In the Roman Empire of late antiquity, religious conflicts were among the main causes of public turmoil. Whereas the internal Christian conflicts have been investigated with respect to the polemical clichés and strategies that were used (keyword: heresy polemics), analysis of the rhetoric of violence in pagan-Christian confrontations remains a desideratum of research.
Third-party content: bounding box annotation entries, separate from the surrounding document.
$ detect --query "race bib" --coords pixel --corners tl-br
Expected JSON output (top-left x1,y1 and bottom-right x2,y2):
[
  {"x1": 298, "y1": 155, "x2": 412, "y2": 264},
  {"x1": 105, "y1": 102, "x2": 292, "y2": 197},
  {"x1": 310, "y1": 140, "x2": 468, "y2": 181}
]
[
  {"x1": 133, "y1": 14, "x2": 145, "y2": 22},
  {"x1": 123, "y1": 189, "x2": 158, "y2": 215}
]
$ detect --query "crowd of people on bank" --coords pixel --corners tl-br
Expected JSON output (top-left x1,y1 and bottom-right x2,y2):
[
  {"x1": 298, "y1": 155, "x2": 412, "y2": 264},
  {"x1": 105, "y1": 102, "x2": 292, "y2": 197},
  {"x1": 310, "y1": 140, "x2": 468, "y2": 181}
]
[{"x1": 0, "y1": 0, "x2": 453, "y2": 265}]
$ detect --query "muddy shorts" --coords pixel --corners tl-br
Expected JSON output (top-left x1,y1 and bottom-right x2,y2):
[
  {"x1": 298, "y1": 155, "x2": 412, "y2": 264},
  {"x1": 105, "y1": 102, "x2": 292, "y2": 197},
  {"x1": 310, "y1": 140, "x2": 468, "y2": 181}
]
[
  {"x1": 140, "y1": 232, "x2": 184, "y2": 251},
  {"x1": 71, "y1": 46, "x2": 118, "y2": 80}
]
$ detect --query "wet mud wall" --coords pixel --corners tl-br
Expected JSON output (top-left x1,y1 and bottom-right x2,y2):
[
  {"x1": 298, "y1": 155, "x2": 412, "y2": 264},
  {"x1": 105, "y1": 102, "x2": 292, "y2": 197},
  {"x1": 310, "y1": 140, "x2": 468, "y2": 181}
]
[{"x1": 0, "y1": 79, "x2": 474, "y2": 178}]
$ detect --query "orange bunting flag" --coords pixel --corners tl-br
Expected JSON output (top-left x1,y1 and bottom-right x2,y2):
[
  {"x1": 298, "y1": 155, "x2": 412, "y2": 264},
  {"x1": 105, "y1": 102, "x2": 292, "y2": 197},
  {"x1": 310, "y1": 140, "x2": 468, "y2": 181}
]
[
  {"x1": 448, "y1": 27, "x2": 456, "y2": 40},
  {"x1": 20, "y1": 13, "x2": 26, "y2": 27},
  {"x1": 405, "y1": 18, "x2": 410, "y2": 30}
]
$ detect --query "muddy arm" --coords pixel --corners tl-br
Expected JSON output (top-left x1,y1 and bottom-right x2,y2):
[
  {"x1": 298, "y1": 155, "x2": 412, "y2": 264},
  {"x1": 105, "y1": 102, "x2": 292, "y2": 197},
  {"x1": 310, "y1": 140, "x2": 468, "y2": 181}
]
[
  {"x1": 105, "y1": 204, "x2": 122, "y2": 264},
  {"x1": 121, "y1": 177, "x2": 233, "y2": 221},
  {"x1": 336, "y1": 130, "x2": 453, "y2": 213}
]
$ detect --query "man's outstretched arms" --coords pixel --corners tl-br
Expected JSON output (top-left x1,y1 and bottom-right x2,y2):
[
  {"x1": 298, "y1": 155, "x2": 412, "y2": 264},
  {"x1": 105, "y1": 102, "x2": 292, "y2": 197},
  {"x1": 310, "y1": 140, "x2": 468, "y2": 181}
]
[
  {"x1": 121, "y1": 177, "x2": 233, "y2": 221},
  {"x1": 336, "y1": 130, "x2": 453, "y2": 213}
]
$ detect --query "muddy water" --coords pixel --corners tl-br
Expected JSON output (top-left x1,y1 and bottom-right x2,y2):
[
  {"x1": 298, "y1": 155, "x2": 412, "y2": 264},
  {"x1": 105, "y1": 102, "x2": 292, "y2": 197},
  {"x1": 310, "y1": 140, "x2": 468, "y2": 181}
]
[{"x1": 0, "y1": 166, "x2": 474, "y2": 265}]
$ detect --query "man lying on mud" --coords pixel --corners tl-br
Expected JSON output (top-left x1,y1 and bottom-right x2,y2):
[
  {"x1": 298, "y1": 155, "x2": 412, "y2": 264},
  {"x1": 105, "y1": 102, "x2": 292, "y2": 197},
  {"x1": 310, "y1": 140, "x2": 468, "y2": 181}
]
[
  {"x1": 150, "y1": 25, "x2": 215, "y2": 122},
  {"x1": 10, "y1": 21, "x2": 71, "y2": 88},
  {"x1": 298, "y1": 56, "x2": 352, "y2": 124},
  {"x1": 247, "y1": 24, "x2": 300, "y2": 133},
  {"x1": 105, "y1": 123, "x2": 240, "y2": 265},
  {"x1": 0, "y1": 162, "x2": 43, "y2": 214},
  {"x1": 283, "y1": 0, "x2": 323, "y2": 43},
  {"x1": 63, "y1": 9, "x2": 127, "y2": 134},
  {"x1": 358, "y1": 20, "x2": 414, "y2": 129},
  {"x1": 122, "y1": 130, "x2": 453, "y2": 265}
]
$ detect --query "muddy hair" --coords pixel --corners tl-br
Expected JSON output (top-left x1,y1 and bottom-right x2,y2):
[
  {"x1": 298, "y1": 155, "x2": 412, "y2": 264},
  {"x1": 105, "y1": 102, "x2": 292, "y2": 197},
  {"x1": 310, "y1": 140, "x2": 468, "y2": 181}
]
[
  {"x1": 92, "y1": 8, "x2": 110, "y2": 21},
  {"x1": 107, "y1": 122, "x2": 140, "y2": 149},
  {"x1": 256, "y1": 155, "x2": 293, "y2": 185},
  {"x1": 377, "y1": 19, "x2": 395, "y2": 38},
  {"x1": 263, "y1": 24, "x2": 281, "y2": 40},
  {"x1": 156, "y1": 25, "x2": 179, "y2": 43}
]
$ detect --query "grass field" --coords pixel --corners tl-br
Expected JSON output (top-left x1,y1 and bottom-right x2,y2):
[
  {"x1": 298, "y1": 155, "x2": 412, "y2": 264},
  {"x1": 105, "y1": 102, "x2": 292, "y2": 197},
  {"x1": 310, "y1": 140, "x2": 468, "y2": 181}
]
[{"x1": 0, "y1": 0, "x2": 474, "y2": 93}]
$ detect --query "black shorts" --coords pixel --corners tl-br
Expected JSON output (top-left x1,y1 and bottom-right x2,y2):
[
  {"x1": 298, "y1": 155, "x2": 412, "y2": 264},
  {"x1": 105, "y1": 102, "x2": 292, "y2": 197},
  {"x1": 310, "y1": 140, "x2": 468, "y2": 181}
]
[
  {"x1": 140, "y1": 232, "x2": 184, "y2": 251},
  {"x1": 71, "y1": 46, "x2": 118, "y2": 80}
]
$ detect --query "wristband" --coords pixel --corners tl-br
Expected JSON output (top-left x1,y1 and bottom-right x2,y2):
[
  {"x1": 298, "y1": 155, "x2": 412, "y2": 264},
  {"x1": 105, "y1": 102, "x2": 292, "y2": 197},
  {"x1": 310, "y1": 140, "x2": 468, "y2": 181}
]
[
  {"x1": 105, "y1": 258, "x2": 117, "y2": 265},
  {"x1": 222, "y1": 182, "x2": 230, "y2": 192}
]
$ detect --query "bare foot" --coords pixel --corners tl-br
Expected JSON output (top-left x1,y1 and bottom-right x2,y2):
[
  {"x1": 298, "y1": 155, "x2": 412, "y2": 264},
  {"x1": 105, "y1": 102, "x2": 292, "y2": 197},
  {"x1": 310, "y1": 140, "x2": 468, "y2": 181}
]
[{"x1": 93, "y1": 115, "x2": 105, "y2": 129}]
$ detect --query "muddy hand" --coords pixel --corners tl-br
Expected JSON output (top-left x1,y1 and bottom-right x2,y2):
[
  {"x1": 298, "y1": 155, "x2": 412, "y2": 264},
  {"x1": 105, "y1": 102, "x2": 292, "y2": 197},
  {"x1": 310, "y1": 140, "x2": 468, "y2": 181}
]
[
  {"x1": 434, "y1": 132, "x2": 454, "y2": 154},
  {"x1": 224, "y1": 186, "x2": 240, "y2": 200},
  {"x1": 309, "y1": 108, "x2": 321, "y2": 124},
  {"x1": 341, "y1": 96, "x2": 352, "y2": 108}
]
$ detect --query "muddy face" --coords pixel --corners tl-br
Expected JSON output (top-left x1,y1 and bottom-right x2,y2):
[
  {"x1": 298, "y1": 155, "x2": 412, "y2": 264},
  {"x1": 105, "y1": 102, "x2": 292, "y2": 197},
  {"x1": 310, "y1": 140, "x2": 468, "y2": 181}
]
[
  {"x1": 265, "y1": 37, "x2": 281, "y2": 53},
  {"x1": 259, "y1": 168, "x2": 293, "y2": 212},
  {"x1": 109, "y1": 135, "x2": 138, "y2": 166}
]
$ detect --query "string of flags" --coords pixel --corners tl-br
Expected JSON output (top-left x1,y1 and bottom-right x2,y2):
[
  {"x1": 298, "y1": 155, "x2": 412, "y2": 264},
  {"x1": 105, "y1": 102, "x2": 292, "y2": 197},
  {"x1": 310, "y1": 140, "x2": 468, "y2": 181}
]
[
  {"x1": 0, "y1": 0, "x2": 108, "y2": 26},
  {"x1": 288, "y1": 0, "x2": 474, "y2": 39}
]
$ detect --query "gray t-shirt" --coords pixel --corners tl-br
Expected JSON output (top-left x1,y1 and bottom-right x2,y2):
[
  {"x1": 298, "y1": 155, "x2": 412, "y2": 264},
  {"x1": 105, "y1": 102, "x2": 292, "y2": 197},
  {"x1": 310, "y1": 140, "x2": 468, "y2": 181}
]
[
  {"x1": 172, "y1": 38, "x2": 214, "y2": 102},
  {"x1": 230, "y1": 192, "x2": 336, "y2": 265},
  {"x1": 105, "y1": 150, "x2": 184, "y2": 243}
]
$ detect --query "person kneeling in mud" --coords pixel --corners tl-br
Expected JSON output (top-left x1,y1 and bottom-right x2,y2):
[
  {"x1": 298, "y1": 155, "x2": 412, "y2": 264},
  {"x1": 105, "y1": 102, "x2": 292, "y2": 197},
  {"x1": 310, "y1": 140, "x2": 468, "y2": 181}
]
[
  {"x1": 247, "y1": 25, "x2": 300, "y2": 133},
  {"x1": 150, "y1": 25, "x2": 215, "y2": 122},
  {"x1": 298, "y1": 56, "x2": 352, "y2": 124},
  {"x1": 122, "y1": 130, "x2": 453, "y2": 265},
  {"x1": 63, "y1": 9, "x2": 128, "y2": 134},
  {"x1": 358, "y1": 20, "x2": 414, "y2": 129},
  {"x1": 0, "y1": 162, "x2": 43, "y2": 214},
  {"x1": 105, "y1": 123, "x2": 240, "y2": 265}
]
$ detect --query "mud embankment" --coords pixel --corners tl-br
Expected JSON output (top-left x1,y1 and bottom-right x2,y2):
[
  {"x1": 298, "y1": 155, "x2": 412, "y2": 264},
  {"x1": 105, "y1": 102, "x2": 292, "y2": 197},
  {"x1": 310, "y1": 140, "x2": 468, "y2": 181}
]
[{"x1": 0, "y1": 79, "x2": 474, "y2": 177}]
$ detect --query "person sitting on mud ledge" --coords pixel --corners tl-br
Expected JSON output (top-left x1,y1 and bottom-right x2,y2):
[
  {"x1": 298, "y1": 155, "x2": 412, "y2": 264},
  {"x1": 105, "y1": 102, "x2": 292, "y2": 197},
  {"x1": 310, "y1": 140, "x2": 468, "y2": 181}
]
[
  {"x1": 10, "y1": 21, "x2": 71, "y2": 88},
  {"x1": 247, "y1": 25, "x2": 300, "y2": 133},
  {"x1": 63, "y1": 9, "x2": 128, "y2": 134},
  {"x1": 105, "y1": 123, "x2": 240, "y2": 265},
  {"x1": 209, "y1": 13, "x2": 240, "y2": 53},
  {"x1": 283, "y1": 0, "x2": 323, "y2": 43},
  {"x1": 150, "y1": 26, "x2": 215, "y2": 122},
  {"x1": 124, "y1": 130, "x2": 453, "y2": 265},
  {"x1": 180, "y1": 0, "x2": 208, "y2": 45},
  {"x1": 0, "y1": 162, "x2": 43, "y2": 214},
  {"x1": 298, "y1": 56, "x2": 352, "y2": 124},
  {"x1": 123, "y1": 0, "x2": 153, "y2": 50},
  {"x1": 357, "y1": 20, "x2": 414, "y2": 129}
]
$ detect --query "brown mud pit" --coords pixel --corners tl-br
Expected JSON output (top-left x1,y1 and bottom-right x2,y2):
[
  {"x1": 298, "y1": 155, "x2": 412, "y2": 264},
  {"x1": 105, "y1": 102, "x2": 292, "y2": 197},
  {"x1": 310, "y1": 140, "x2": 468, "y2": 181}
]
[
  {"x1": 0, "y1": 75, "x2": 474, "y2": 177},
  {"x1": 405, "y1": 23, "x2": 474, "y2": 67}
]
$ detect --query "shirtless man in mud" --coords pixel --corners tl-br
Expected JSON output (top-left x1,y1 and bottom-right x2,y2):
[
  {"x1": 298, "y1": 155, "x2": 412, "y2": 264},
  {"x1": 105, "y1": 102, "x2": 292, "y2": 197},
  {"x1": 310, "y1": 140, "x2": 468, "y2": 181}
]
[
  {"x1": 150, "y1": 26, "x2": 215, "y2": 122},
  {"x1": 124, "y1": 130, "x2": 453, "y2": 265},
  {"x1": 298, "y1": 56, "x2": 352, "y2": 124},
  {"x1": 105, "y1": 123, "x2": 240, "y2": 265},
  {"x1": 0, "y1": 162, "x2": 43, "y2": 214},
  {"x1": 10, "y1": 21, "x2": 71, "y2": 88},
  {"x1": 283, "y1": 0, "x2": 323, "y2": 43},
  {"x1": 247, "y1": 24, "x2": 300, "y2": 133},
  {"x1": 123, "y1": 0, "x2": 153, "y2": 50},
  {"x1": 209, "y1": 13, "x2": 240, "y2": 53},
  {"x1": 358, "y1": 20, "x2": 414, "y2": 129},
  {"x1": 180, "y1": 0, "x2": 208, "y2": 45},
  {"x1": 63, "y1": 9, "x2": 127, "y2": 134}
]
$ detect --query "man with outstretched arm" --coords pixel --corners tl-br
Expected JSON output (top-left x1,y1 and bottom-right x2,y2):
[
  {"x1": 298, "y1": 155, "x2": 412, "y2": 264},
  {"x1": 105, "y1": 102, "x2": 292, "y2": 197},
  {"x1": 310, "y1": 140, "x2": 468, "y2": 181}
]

Important sources for this are:

  1. anti-Christian polemics (Galen, Kelsos, Porphyrios, Julian, among others) and the Christian responses (Origen, Kelsos and others);
  2. the apologetic writings of the Church fathers in which programmatic “images of the other” were drafted in contrast to their own self-image;
  3. literary and archaeological testimonies to concrete conflicts (for example, destructions of temples or the violent actions of Schenute of Atripe).

The analysis of the rhetoric of violence in these sources would occur in the following steps:

  1. collecting and arranging the individual statements;
  2. developing a typology;
  3. analysing the types of statements with a view to their potential for conflict or peace.

The following questions could serve as a guideline for this analysis: What stereotypes can be identified? What role do religious traditions and convictions play in the formation of images of the enemy? What do the images of “the other” say about those who created the images? Is it possible to identify interactions between the rhetoric of violence (or peace) and specific historical conflicts?